The full playbook is available on my Homelab repo


Workflow Details

Before starting the rolling update, the playbook checks:

  • Proxmox cluster quorum
  • Ceph health

If one of these checks fails, the playbook stops and sends a Ntfy notification instead of trying to continue.

- name: Verify cluster quorum
  ansible.builtin.command: pvecm status
  register: quorum_status
  changed_when: false
  failed_when: quorum_status.stdout is not search('Quorate:\\s*Yes')

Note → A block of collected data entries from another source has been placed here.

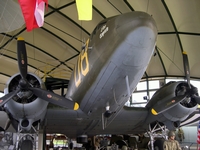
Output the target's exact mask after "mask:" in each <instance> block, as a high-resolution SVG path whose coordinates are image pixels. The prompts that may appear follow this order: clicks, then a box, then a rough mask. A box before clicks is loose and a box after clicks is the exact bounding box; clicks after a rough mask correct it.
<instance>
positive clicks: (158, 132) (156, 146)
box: [147, 122, 167, 150]
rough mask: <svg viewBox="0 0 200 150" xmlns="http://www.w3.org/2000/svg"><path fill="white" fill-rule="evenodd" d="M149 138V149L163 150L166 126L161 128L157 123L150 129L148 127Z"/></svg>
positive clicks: (151, 149) (166, 136)
mask: <svg viewBox="0 0 200 150" xmlns="http://www.w3.org/2000/svg"><path fill="white" fill-rule="evenodd" d="M147 133H148V135H149V137H150V147H149V148H150V149H151V150H154V149H155V150H163V143H164V141H165V140H166V139H167V136H166V135H167V134H166V126H161V125H160V123H159V122H156V124H155V125H154V126H153V127H152V126H151V125H149V131H148V132H147Z"/></svg>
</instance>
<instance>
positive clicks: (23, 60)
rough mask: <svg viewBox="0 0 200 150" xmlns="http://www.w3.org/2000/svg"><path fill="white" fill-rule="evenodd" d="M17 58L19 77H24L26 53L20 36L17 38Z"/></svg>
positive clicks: (26, 58) (23, 77)
mask: <svg viewBox="0 0 200 150" xmlns="http://www.w3.org/2000/svg"><path fill="white" fill-rule="evenodd" d="M17 60H18V66H19V71H20V74H21V77H22V79H25V78H26V75H27V54H26V47H25V41H24V39H23V38H21V37H19V38H18V39H17Z"/></svg>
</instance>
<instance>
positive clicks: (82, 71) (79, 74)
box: [74, 39, 90, 87]
mask: <svg viewBox="0 0 200 150" xmlns="http://www.w3.org/2000/svg"><path fill="white" fill-rule="evenodd" d="M85 44H86V45H85V48H84V50H82V51H81V53H80V55H79V56H78V61H77V65H76V66H75V68H74V82H75V86H76V87H78V86H79V85H80V84H81V77H82V75H83V76H86V75H87V74H88V72H89V66H90V65H89V60H88V44H89V39H88V40H87V42H86V43H85ZM84 61H85V68H83V64H84ZM77 77H78V79H77Z"/></svg>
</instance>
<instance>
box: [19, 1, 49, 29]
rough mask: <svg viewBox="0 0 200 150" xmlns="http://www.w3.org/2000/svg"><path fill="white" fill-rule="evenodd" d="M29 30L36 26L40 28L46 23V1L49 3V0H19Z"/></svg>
mask: <svg viewBox="0 0 200 150" xmlns="http://www.w3.org/2000/svg"><path fill="white" fill-rule="evenodd" d="M18 2H19V4H20V7H21V10H22V14H23V16H24V20H25V23H26V29H27V31H31V30H33V29H34V28H39V27H41V26H43V24H44V10H45V3H46V4H47V5H48V0H18Z"/></svg>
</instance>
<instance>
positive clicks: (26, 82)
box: [19, 79, 28, 89]
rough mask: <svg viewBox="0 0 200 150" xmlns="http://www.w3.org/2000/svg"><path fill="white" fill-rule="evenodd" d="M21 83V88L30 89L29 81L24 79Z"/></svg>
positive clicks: (20, 81) (22, 80)
mask: <svg viewBox="0 0 200 150" xmlns="http://www.w3.org/2000/svg"><path fill="white" fill-rule="evenodd" d="M19 85H20V88H21V89H28V84H27V81H26V80H24V79H22V80H20V81H19Z"/></svg>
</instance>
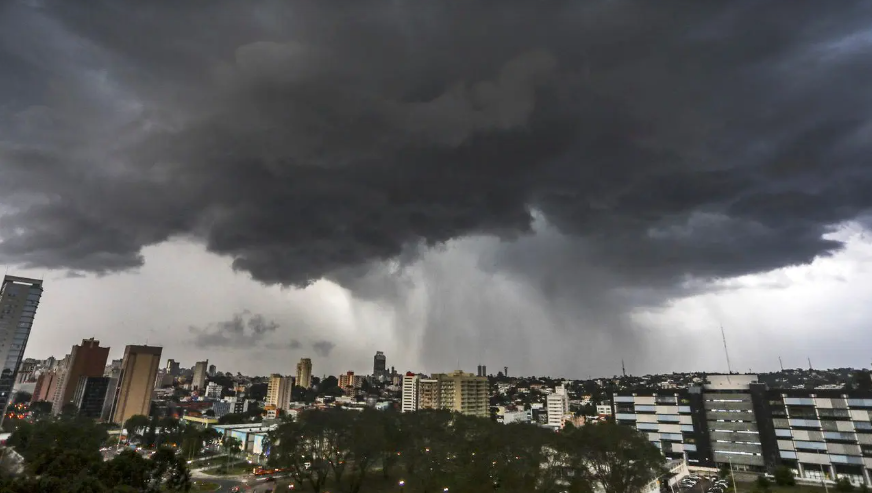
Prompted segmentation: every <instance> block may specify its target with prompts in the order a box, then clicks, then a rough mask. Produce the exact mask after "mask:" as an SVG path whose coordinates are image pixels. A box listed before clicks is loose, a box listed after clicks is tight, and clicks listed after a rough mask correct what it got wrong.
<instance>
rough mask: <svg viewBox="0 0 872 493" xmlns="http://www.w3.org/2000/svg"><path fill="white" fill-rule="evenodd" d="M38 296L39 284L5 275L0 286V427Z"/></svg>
mask: <svg viewBox="0 0 872 493" xmlns="http://www.w3.org/2000/svg"><path fill="white" fill-rule="evenodd" d="M41 297H42V281H41V280H37V279H28V278H25V277H15V276H5V277H4V278H3V284H2V286H0V364H2V365H3V368H2V369H0V424H2V423H3V418H4V417H5V415H6V414H5V409H6V406H8V405H9V400H10V399H11V398H12V387H13V386H14V385H15V378H16V377H17V376H18V367H19V366H21V360H22V356H23V355H24V349H25V348H26V347H27V340H28V338H29V337H30V329H31V328H32V327H33V319H34V317H36V309H37V308H38V307H39V300H40V298H41Z"/></svg>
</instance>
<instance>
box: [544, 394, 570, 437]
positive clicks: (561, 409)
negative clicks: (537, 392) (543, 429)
mask: <svg viewBox="0 0 872 493" xmlns="http://www.w3.org/2000/svg"><path fill="white" fill-rule="evenodd" d="M545 408H546V411H547V412H548V426H552V427H555V428H563V424H564V423H565V421H566V418H567V415H568V414H569V395H567V394H566V388H565V387H563V385H558V386H557V388H556V389H554V393H552V394H548V396H547V397H545Z"/></svg>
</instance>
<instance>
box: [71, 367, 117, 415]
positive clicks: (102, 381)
mask: <svg viewBox="0 0 872 493" xmlns="http://www.w3.org/2000/svg"><path fill="white" fill-rule="evenodd" d="M109 380H110V378H109V377H102V376H101V377H88V376H84V375H83V376H81V377H79V383H78V384H77V385H76V391H75V393H74V394H73V404H74V405H75V406H76V409H77V410H78V411H79V416H85V417H88V418H93V419H99V418H100V417H101V416H102V415H103V404H105V402H106V394H107V393H108V390H109Z"/></svg>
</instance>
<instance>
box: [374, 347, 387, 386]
mask: <svg viewBox="0 0 872 493" xmlns="http://www.w3.org/2000/svg"><path fill="white" fill-rule="evenodd" d="M387 368H388V359H387V357H386V356H385V353H383V352H381V351H376V353H375V356H373V358H372V376H373V377H375V378H376V379H377V380H384V379H385V378H387V376H388V370H387Z"/></svg>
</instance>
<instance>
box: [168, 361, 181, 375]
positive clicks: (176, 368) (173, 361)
mask: <svg viewBox="0 0 872 493" xmlns="http://www.w3.org/2000/svg"><path fill="white" fill-rule="evenodd" d="M180 366H181V365H179V362H178V361H176V360H174V359H172V358H170V359H168V360H167V367H166V371H167V373H168V374H170V375H172V376H174V377H177V376H179V373H181V371H180V370H181V367H180Z"/></svg>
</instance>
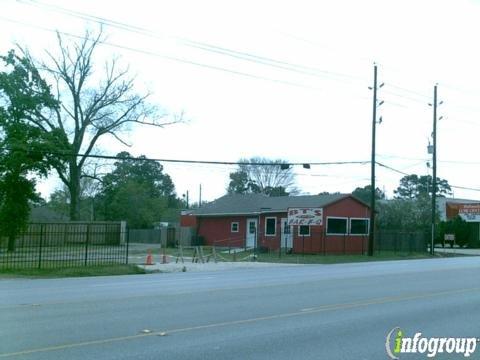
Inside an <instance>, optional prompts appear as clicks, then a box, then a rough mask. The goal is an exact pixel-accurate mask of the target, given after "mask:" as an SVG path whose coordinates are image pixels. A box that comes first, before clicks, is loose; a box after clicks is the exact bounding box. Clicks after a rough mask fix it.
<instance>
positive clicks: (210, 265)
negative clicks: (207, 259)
mask: <svg viewBox="0 0 480 360" xmlns="http://www.w3.org/2000/svg"><path fill="white" fill-rule="evenodd" d="M138 266H140V267H142V268H144V269H145V270H147V271H149V272H181V271H188V272H200V271H225V270H234V269H255V268H266V267H279V266H282V267H286V266H303V265H301V264H300V265H299V264H277V263H265V262H226V261H221V262H220V261H219V262H217V263H215V262H207V263H203V264H202V263H192V262H190V261H185V263H183V264H182V263H181V262H179V263H175V259H173V262H169V263H167V264H161V263H154V264H153V265H140V264H139V265H138Z"/></svg>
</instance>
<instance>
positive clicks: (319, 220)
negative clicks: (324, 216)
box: [287, 208, 323, 225]
mask: <svg viewBox="0 0 480 360" xmlns="http://www.w3.org/2000/svg"><path fill="white" fill-rule="evenodd" d="M287 221H288V225H323V209H322V208H289V209H288V219H287Z"/></svg>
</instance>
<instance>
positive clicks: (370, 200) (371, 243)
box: [368, 64, 377, 256]
mask: <svg viewBox="0 0 480 360" xmlns="http://www.w3.org/2000/svg"><path fill="white" fill-rule="evenodd" d="M372 89H373V120H372V163H371V167H372V174H371V183H370V186H371V195H370V196H371V199H370V231H369V236H368V256H373V245H374V243H375V136H376V127H377V126H376V125H377V65H376V64H375V65H374V66H373V88H372Z"/></svg>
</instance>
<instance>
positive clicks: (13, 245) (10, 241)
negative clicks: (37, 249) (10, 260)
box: [7, 235, 15, 251]
mask: <svg viewBox="0 0 480 360" xmlns="http://www.w3.org/2000/svg"><path fill="white" fill-rule="evenodd" d="M7 250H8V251H15V236H11V235H10V236H9V237H8V248H7Z"/></svg>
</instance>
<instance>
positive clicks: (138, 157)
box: [4, 147, 369, 166]
mask: <svg viewBox="0 0 480 360" xmlns="http://www.w3.org/2000/svg"><path fill="white" fill-rule="evenodd" d="M4 149H5V150H9V151H22V152H26V153H32V154H49V155H56V156H62V157H68V156H75V157H85V158H93V159H104V160H130V161H154V162H166V163H183V164H209V165H242V166H244V165H246V166H282V165H283V166H304V165H310V166H315V165H353V164H362V165H363V164H368V163H369V161H327V162H285V163H279V162H257V163H252V162H244V161H215V160H183V159H182V160H180V159H158V158H148V157H145V158H140V157H134V156H117V155H98V154H82V153H68V152H61V151H39V150H35V151H32V150H29V149H26V148H21V147H15V148H4Z"/></svg>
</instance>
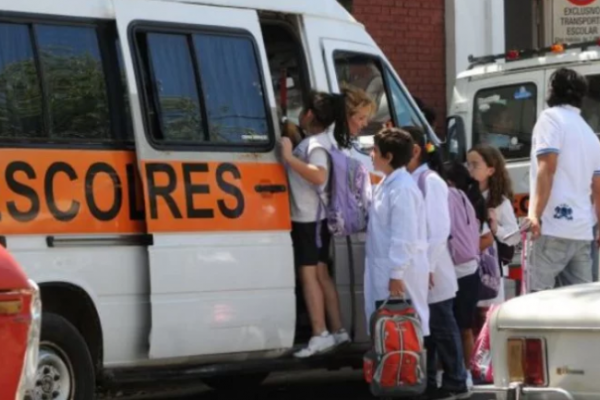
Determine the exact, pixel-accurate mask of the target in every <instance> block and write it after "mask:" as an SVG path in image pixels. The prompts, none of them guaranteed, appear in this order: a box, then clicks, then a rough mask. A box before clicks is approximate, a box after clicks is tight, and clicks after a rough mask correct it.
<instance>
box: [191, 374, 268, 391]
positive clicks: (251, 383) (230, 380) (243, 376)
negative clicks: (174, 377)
mask: <svg viewBox="0 0 600 400" xmlns="http://www.w3.org/2000/svg"><path fill="white" fill-rule="evenodd" d="M268 377H269V373H268V372H255V373H251V374H240V375H230V376H216V377H213V378H204V379H203V380H202V381H203V382H204V383H205V384H207V385H208V386H210V387H211V388H212V389H214V390H217V391H220V392H248V391H253V390H258V388H259V387H260V385H261V384H262V383H263V382H264V381H265V380H266V379H267V378H268Z"/></svg>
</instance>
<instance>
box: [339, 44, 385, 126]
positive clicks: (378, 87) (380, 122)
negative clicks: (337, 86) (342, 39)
mask: <svg viewBox="0 0 600 400" xmlns="http://www.w3.org/2000/svg"><path fill="white" fill-rule="evenodd" d="M333 57H334V63H335V71H336V75H337V79H338V83H339V85H340V87H341V86H343V85H350V86H354V87H357V88H359V89H362V90H364V91H365V92H367V94H368V95H369V96H371V98H372V99H373V100H374V101H375V105H376V109H375V114H374V115H373V118H372V119H371V121H370V122H369V125H367V127H366V128H365V129H363V131H362V132H361V135H363V136H371V135H374V134H376V133H377V132H379V131H380V130H381V128H382V126H383V124H385V123H387V122H390V121H391V120H392V114H391V111H390V104H389V101H388V97H387V93H386V90H385V82H384V79H383V72H382V71H383V69H382V66H381V62H380V61H379V59H377V58H376V57H373V56H370V55H365V54H359V53H350V52H343V51H336V52H335V53H334V55H333Z"/></svg>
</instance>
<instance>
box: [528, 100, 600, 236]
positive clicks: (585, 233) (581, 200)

- name: Verify Ceph health
  ansible.builtin.command: ceph health
  register: ceph_health
  changed_when: false
  failed_when: "'HEALTH_OK' not in ceph_health.stdout"

This is an important part of the automation. A scheduled update should not blindly continue if the cluster is not in a good state.

The playbook updates the Proxmox nodes with serial: 1.

That means only one node is handled at a time, which is exactly what I want for a cluster update.

For each node, the playbook first refreshes the repositories and checks if updates are available using Ansible check mode.

- name: Refresh repositories
  ansible.builtin.apt:
    update_cache: true

- name: Check if updates are available
  ansible.builtin.apt:
    upgrade: dist
  check_mode: true
  register: apt_check

If no updates are available for a node, the heavy part of the workflow is skipped.

If updates are available, the playbook stores the current Proxmox version, enables maintenance mode, waits for guests to leave the node, applies the updates, reboots the node, and then waits for Ceph to be healthy again.

- name: Enable maintenance mode
  ansible.builtin.command: >
    ha-manager crm-command node-maintenance enable {{ inventory_hostname_short }}

After maintenance mode is enabled, the playbook waits until no running LXC remains on the node:

- name: Wait for LXCs to leave node
  ansible.builtin.shell: |
    pct list | awk 'NR>1 && $2=="running" {count++} END {print count+0}'
  register: lxc_count
  changed_when: false
  until: lxc_count.stdout | int == 0
  retries: 60
  delay: 15

It does the same for running VMs:

- name: Wait for VMs to leave node
  ansible.builtin.shell: |
    qm list | awk 'NR>1 && $3=="running" {count++} END {print count+0}'
  register: vm_count
  changed_when: false
  until: vm_count.stdout | int == 0
  retries: 60
  delay: 15

Once the node is empty, the package upgrade can run:

- name: Update packages
  ansible.builtin.apt:
    upgrade: full
    autoremove: true
    autoclean: true

Before rebooting, the playbook sets Ceph OSD noout:

- name: Disable Ceph rebalancing
  ansible.builtin.command: ceph osd set noout

Then the node is rebooted:

- name: Reboot node
  ansible.builtin.reboot:
    reboot_timeout: 900
    post_reboot_delay: 30

After the reboot, Ceph rebalancing is enabled again, maintenance mode is disabled, and the playbook waits for Ceph to return to HEALTH_OK.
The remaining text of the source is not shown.